Updated by Jeff Layton about 4 years ago
- Status changed from New to Can't reproduce
I haven't heard of this cropping up anymore, and it seemed like more of a problem in low-level message handling code rather than anything in cephfs. Closing.
Updated by Patrick Donnelly almost 4 years ago
- Status changed from Can't reproduce to New
- Assignee deleted (
Jeff Layton)
/ceph/teuthology-archive/pdonnell-2020-07-01_06:37:23-fs-wip-pdonnell-testing-20200701.033411-distro-basic-smithi/5193080/teuthology.log
Updated by Patrick Donnelly almost 4 years ago
/ceph/teuthology-archive/pdonnell-2020-07-11_02:43:08-fs-wip-pdonnell-testing-20200711.001802-distro-basic-smithi/5214184/teuthology.log
Updated by Patrick Donnelly over 3 years ago
- Has duplicate Bug #46853: ceph_test_libcephfs: LibCephFS.TestUtime gets core dumped randomly added
Updated by Xiubo Li over 3 years ago
Hi Jeff, Patrick
From my test locally, this issue is very similar to https://tracker.ceph.com/issues/45829, which dues to the open files reach up to the limit.
Locally I can reproduce the core dump very easily without any change in src/tests/libcephfs/test.c and I have add some log info about the open file limit:
[ RUN ] LibCephFS.ShutdownRace
rold.rlim_cur:1024 rold.rlim_max:262144
The limitation is 1024 is too small, this is the reason why I can reproduce it so easy.

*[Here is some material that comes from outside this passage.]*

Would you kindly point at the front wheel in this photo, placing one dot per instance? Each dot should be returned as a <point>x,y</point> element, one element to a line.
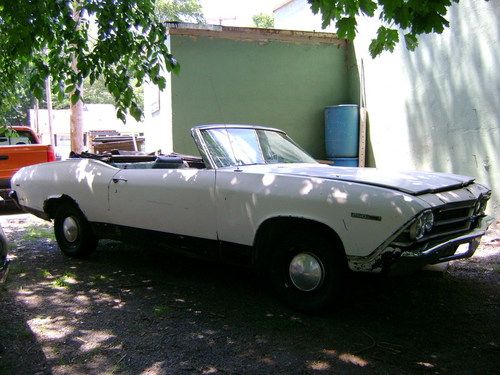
<point>73,232</point>
<point>308,271</point>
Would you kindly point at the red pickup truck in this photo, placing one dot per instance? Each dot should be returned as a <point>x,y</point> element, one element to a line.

After setting it to 262144 at the end of `ShutdownRace()` test case, I couldn't reproduce it any more.
In the teuthology case, I think we should increase the limit to a larger number, just like in https://github.com/ceph/teuthology/pull/1508.
This could also explain why the core dump info are different many times.
Updated by Xiubo Li over 3 years ago
The root cause should be the test process reached the open files limit, and the fd returned is -1, or something, when accessing the FileEvent vector by using it, it trigger the following abort trace:
/usr/include/c++/8/bits/stl_vector.h:932: std::vector<_Tp, _Alloc>::reference std::vector<_Tp, _Alloc>::operator[](std::vector<_Tp, _Alloc>::size_type) [with _Tp = EventCenter::FileEvent; _Alloc = std::allocator<EventCenter::FileEvent>; std::vector<_Tp, _Alloc>::reference = EventCenter::FileEvent&; std::vector<_Tp, _Alloc>::size_type = long unsigned int]: Assertion '__builtin_expect(__n < this->size(), true)' failed.
Aborted (core dumped)
Since we have enabled `_GLIBCXX_ASSERTIONS`, then we will always see the above Abort logs.
Updated by Xiubo Li over 3 years ago
- Status changed from New to Fix Under Review
- Assignee set to Xiubo Li
Updated by Patrick Donnelly over 3 years ago
- Status changed from Fix Under Review to Pending Backport
Updated by Nathan Cutler over 3 years ago
- Copied to Backport #47020: nautilus: client: shutdown race fails with status 141 added
Updated by Nathan Cutler over 3 years ago
- Copied to Backport #47021: octopus: client: shutdown race fails with status 141 added
Updated by Patrick Donnelly almost 3 years ago
- Related to Bug #50495: libcephfs: shutdown race fails with status 141 added
Updated by Loïc Dachary almost 3 years ago
- Status changed from Pending Backport to Resolved
While running with --resolve-parent, the script "backport-create-issue" noticed that all backports of this issue are in status "Resolved" or "Rejected".